On 29 June 2023 the Court of Justice of the European Union ("CJEU") published its decision in Cabot Plastics (C-232/22), which is the latest in a series of recent decisions addressing the concept of a fixed establishment ("FE") for VAT purposes.
As the EU legislative provisions concerning FEs are drafted in a relatively broad manner, EU Member States have adopted varying interpretations of the test for the existence of an FE and this has given rise to persistent litigation. This decision should contribute to increased certainty for practitioners and tax authorities in this area of VAT law.

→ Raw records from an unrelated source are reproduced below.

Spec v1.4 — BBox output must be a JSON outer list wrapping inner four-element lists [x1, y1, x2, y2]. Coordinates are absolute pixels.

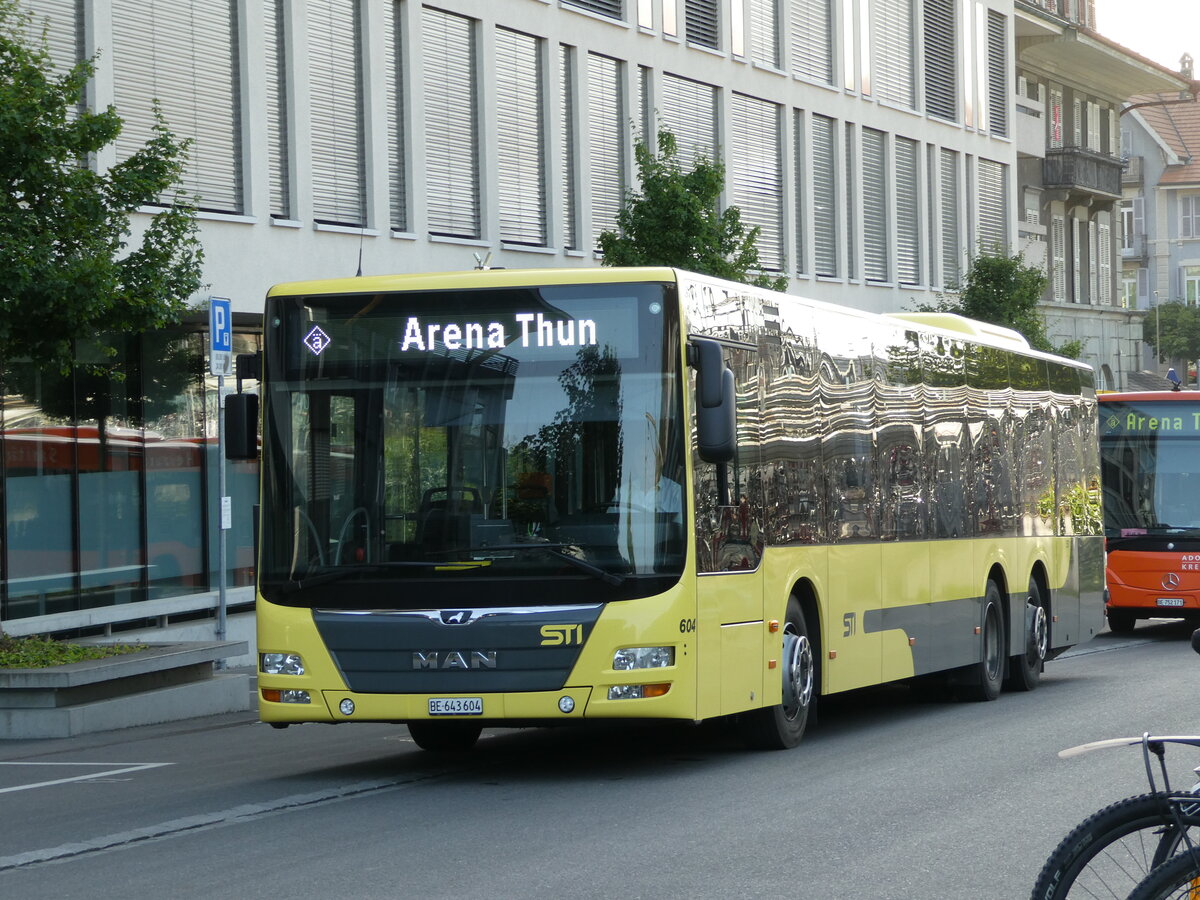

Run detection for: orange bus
[[1099, 390, 1200, 632]]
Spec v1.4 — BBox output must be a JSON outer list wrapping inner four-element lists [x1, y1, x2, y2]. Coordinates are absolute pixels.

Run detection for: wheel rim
[[984, 604, 1002, 682], [1027, 599, 1048, 662], [781, 626, 814, 719]]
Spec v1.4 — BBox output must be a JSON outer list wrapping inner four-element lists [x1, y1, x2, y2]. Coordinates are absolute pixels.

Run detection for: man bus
[[1099, 390, 1200, 633], [227, 267, 1105, 751]]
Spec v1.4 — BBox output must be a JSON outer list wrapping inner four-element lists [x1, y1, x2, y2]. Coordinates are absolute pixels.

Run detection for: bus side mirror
[[692, 338, 736, 464], [225, 393, 259, 460]]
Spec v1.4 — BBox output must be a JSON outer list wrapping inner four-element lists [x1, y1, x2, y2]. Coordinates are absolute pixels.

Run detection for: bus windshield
[[1100, 399, 1200, 539], [259, 281, 686, 608]]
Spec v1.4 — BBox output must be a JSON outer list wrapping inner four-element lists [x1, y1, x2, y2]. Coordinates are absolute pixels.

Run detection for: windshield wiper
[[460, 543, 626, 586]]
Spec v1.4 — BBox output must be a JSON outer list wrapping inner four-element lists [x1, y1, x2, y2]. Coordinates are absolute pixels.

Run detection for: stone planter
[[0, 641, 250, 739]]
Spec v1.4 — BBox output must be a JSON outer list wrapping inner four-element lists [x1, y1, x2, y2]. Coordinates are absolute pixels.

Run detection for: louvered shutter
[[987, 10, 1007, 137], [793, 111, 806, 275], [1072, 219, 1082, 301], [749, 0, 780, 68], [660, 74, 718, 169], [309, 0, 364, 226], [940, 149, 960, 286], [496, 28, 546, 246], [812, 115, 838, 277], [977, 158, 1006, 255], [790, 0, 833, 84], [23, 0, 80, 75], [730, 94, 783, 271], [895, 137, 920, 285], [588, 53, 624, 248], [563, 0, 623, 18], [561, 46, 578, 250], [112, 0, 242, 213], [265, 0, 290, 219], [923, 0, 956, 121], [1052, 216, 1066, 302], [385, 1, 406, 231], [424, 8, 479, 238], [874, 0, 915, 108], [1098, 221, 1112, 305], [862, 129, 888, 282], [685, 0, 719, 49]]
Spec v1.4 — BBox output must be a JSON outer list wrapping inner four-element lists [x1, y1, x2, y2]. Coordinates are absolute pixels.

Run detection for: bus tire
[[407, 721, 482, 752], [1005, 575, 1047, 692], [1107, 609, 1137, 635], [737, 598, 815, 751], [961, 580, 1004, 702]]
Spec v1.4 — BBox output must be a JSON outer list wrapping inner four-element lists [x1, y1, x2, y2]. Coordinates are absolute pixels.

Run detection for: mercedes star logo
[[1163, 573, 1181, 590]]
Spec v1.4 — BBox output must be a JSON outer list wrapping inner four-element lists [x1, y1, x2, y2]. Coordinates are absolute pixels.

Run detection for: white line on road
[[0, 762, 172, 794]]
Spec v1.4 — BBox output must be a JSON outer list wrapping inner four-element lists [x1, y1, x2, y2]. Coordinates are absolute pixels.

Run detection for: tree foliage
[[1143, 302, 1200, 365], [918, 251, 1081, 359], [597, 129, 787, 292], [0, 0, 203, 375]]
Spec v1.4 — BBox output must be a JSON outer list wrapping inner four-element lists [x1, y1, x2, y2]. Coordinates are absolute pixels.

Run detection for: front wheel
[[1107, 608, 1138, 635], [407, 721, 483, 752], [737, 598, 815, 750], [1030, 792, 1200, 900]]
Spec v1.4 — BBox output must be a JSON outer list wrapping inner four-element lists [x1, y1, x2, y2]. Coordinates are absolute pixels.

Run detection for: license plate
[[428, 697, 483, 716], [1157, 598, 1186, 607]]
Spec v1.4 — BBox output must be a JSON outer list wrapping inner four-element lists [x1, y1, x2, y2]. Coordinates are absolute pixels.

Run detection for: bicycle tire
[[1127, 848, 1200, 899], [1031, 792, 1200, 900]]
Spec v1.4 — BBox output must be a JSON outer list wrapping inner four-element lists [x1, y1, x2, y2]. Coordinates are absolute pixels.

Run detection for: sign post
[[210, 298, 233, 650]]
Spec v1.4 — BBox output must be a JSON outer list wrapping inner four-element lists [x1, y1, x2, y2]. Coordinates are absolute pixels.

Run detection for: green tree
[[917, 251, 1081, 359], [0, 0, 203, 376], [1143, 302, 1200, 366], [598, 129, 788, 292]]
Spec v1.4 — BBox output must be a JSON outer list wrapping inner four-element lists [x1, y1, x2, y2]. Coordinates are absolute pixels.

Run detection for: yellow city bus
[[227, 267, 1105, 751]]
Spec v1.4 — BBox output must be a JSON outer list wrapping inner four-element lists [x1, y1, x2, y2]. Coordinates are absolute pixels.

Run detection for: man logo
[[1163, 573, 1182, 590], [440, 610, 472, 625]]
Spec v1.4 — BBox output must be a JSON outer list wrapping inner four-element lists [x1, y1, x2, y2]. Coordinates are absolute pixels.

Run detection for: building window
[[685, 0, 720, 49], [263, 0, 291, 220], [386, 1, 406, 231], [940, 148, 960, 286], [794, 110, 807, 275], [1049, 88, 1063, 148], [731, 94, 784, 271], [424, 8, 479, 239], [896, 137, 921, 285], [560, 45, 577, 251], [986, 9, 1007, 137], [846, 123, 857, 280], [112, 0, 242, 214], [495, 28, 547, 246], [790, 0, 833, 84], [977, 158, 1007, 255], [749, 0, 781, 67], [812, 114, 838, 277], [923, 0, 956, 121], [563, 0, 624, 18], [1181, 195, 1200, 239], [861, 128, 888, 282], [874, 0, 915, 108], [1120, 271, 1137, 308], [660, 74, 719, 168], [588, 53, 625, 249], [309, 0, 366, 227], [1072, 218, 1083, 302], [1086, 101, 1101, 152], [1183, 267, 1200, 304]]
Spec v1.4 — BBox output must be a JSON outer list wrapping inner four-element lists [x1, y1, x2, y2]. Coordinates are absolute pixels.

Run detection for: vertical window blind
[[112, 0, 242, 213], [812, 115, 838, 277], [685, 0, 720, 49], [874, 0, 915, 108], [895, 137, 921, 285], [790, 0, 833, 84], [861, 128, 888, 282], [749, 0, 780, 68], [560, 45, 577, 250], [495, 28, 546, 246], [940, 148, 960, 286], [309, 0, 365, 226], [986, 10, 1007, 137], [845, 123, 857, 280], [265, 0, 291, 219], [923, 0, 956, 122], [976, 158, 1007, 255], [588, 53, 624, 248], [386, 1, 407, 231], [793, 110, 806, 275], [660, 74, 718, 169], [424, 7, 479, 238]]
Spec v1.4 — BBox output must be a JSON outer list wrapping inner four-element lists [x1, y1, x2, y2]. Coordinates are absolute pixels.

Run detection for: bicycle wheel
[[1127, 848, 1200, 899], [1031, 793, 1200, 900]]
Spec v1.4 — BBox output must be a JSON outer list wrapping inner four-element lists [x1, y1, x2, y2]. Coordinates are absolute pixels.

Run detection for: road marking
[[0, 762, 172, 794]]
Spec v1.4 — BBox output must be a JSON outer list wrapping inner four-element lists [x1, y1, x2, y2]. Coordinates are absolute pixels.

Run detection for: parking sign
[[210, 296, 232, 375]]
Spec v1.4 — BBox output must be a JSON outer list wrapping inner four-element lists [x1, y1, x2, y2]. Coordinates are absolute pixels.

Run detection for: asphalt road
[[2, 620, 1198, 900]]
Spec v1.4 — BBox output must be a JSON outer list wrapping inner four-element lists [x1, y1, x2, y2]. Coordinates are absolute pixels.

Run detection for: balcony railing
[[1120, 233, 1148, 261], [1043, 147, 1123, 198], [1122, 155, 1144, 186]]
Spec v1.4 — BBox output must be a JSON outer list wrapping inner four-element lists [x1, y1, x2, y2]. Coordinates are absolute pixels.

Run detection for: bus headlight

The case involved a Belgian company, Cabot Plastics Belgium SA, ('Cabot Belgium') which provided toll manufacturing services and ancillary services to an affiliated company, Cabot Switzerland GmbH ('Cabot Switzerland'). The question for the CJEU was whether the toll manufacturing activities of Cabot Belgium (using raw materials owned by Cabot Switzerland to manufacture finished products) created a fixed establishment ('FE') of Cabot Switzerland in Belgium for VAT purposes. Cabot Belgium treated the place of supply of its services as Switzerland (outside the EU) and therefore, Cabot Belgium did not charge VAT on the services it provided to Cabot Switzerland. Following an audit in 2017, the Belgian tax authorities argued that the Swiss company had a FE in Belgium, and, accordingly, that the tolling services provided were received by the FE in Belgium and should be subject to Belgian VAT.
The key takeaways from the CJEU decision are as follows:
- The Court began by reiterating the principle that the primary and default point of reference for determining the place of supply is the place of main establishment of a business as this criterion is simple and practical and contributes to legal certainty. It is generally only if this approach gives rise to irrational results or creates a conflict with another Member State that the secondary test concerning FEs should be applied.
- The Court noted that the test for whether a service is supplied to an FE (as distinct from the place of main establishment) requires an analysis as to whether there is an establishment in such location characterised by 'a sufficient degree of permanence and a suitable structure in terms of human and technical resources' to receive and use services supplied to it for its own needs.
- Regarding the requirement for human and technical resources, the Court found that such resources cannot exist only occasionally. In addition, the taxable person need not necessarily 'own' the resources, but must have the right "to dispose of those human and technical resources in the same way as if they were its own". The CJEU gave the example of employment and leasing contracts which make the resources available to such person and which cannot be terminated at short notice.
- In addition, the Court held that as Cabot Belgium remained responsible for its own resources and provided the tolling services at its own risk, the mere fact that it provided services exclusively to Cabot Switzerland did not in and of itself mean that its resources belonged to Cabot Switzerland.
- The Court emphasised the importance of distinguishing between the 'distinct transactions' of (i) the services provided under the toll manufacturing agreement between the Belgian and Swiss entities, and (ii) the supply of finished goods by Cabot Switzerland to third parties, as the two supplies are subject to different schemes of VAT. This followed on from an equivalent finding of the Court in another decision, Berlin Chemie (C-333/20). The Court found that the tolling services were received by Cabot Switzerland (for its business of selling goods) in Switzerland, since it did not have a suitable structure in Belgium to receive and use the tolling services supplied.
- Importantly, the Court also held that the same resources 'cannot be used both to provide and receive the same services'. It was stated that Cabot Switzerland did not appear to have a FE in Belgium (through the resources of Cabot Belgium) on the basis it was not possible (from the information before the Court) to distinguish the resources which Cabot Belgium uses to provide it tolling services, and the resources allegedly employed by Cabot Switzerland to receive the tolling services in Belgium. This aspect of the decision also followed the precedent of Berlin Chemie (C-333/2).
This decision follows on from the CJEU's recent jurisprudence in relation to the test for the existence of an FE for VAT purposes and provides further clarity in this area, in particular for companies receiving toll manufacturing services from EU suppliers.
If you would like to discuss the impact this decision may have for your business, or indeed discuss any other matters, please contact Indirect Tax partners Matthew Broadstock and Dara Higgins or your usual Matheson contact.
 The definition of a fixed establishment for VAT purposes is set out in Article 11 of Council Implementing Regulation (EU) No. 282/2011. Article 11 provides for two types of FE with a broadly similar test for each. In accordance with CJEU case law, to create a FE, there must be an establishment characterised by a sufficient degree of permanence and a suitable structure in terms of human and technical resources either to (i) receive and use services supplied to it for its own needs; or (ii) to enable it to provide the services which it supplies.